Like A Rolling Stone: Bob Dylan at the Crossroads
An explosion of vision and humor that forever changed pop music
By Greil Marcus
c. 2005, hardcover, Durham County Public Library

I admit my new found interest in Bob Dylan has been fueled by the mind-blowingly brilliant film I'm Not There. I'm particularly attracted to his resistance to labels and co-opting of the media interview (which reminded me of Warhol in a way I hadn't realized and track down more of Rimbaud's poems, though I love my New Directions edition of Illuminations for other reasons). Greil Marcus is a wonderful wandering writer and this is the perfect subject for his approach. A book about a song, a song that is book-like, and yet, so much more.

One footnote: I didn't realize that the original Like A Rolling Stone single was split between the two sides, 3 minutes to each side, with the hope that the dj would be so caught up in the song he would flip it over and play the second side. However even this seems to be part of the continuous elusiveness surrounding Dylan since a 6 minute single was eventually pressed (p. 145).

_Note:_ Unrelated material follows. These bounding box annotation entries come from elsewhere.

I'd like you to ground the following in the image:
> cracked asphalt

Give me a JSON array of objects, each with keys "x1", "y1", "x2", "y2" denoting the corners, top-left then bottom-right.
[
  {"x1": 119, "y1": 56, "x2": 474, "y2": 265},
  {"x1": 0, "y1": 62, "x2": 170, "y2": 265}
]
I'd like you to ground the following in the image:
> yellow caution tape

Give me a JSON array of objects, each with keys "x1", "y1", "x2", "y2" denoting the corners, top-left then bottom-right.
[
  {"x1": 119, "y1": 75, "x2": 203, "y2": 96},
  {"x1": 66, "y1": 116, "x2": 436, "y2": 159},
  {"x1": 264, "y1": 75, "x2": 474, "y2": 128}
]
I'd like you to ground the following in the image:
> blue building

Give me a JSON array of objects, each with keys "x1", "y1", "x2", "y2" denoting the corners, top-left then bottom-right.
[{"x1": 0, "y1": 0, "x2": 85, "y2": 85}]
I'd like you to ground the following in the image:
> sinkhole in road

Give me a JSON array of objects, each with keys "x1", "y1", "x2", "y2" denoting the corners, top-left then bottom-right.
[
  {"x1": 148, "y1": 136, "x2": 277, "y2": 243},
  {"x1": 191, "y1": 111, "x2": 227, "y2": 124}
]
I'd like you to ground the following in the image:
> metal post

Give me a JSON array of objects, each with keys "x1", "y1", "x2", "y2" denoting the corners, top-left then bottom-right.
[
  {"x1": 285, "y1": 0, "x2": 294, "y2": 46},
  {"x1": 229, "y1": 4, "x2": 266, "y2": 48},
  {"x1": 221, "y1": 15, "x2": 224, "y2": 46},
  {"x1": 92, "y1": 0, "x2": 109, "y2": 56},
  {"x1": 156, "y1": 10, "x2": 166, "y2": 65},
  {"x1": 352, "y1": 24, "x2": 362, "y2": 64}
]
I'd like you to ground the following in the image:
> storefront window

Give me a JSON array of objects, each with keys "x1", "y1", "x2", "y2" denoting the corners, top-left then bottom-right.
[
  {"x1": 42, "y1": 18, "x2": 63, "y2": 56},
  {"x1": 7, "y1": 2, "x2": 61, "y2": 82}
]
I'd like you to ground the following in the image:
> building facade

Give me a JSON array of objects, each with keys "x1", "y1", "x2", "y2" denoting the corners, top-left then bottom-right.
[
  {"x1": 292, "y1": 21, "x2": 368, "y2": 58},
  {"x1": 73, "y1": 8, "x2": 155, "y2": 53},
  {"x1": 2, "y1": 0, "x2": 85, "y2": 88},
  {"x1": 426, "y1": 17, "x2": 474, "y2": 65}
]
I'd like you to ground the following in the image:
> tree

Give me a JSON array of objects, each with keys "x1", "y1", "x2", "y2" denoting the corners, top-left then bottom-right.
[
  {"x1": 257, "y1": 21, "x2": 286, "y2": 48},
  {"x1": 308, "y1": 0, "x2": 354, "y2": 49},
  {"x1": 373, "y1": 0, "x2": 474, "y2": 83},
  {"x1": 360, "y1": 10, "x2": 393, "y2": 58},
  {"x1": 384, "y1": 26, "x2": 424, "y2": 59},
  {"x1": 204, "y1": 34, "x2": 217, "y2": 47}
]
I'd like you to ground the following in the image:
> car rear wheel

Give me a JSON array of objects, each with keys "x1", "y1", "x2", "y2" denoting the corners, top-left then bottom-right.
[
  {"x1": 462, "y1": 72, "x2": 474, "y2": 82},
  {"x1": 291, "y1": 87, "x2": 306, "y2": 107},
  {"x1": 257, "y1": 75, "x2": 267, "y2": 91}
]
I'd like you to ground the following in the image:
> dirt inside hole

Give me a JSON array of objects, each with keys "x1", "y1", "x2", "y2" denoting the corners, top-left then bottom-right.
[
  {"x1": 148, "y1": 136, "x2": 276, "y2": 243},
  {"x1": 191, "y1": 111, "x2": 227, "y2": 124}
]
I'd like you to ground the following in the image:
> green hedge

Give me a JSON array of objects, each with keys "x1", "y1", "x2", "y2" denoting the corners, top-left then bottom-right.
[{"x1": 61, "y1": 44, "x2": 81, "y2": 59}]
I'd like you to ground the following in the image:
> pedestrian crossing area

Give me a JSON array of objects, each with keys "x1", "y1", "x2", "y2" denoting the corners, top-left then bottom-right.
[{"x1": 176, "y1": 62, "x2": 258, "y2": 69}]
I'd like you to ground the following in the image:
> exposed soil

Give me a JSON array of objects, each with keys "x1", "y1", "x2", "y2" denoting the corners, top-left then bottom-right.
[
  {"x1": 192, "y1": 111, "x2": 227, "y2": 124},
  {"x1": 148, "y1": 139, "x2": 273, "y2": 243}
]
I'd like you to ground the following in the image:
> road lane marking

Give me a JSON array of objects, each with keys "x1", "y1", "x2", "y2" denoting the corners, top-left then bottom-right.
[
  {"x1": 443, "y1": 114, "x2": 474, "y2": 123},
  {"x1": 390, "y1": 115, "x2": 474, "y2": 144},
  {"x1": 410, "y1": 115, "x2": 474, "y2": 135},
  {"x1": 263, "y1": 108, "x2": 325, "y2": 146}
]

Digital recap of my notes and interests:
Page 47-48- interview with the Detroit station WDTM.
Page 70 interview on CCBC. On page 98 Marcus captures the essence of the song's mystery through his observation that you never hear the song the same way and therefore nostalgia cannot cling to the song. He then draws one's attention to the first drum shot that opens the song, causing me to get past my fascination with the organ and now become fascinated by that opening action.
On page 104 Marcus acutely writes about the song's ability to stay in the air and its lingering as it disappears.
Page 112- "There is nothing careful about the language" but even this seems to be undone by Marcus since on the page before he says "One line didn't necessarily pull the next one after it; sometimes a phrase fell back on the one coming up behind it."
Returning to page 112 Marcus discusses ways in which some of Dylan's phrases are found phrases, an element I find truly compelling and mind boggling, since this connects Dylan to an artist like Robert Rauschenberg in a way I had not seen.
On page 114 Marcus introduces the manner in which some of the words function like bombs, another bomb of his own in terms of ground shattering revelations about the song.
Page 115 describes Al Kooper's organ to a "waterway opening."
Page 117 "In a minute and a half, a verse and a chorus, more has already happened than in any other song the year had produced."
Page 118 discussion of the girl and the listener.
Page 119- what the song has demanded of you and why you want more.
Page 123- idea of the prophet and the burden of knowledge and Allen Ginsberg's Howl.
Page 125- story telling and time in songs and this song.
Page 126- the journey of the song.
Page 127- "Dylan may sing the verses; the chorus sings him."
Page 127- where the song leaves you.
Page 150- leaving the world in a different state, but not exactly changing the world, but the change. "This is more like drawing a line..." The song as an event. transformation. witnesses. telling the story to others.
Page 173- society.. "shibboleths and cliches" and society's language (amazing).
The last sentence on page 175.
Page 225- the song as event, only happening once.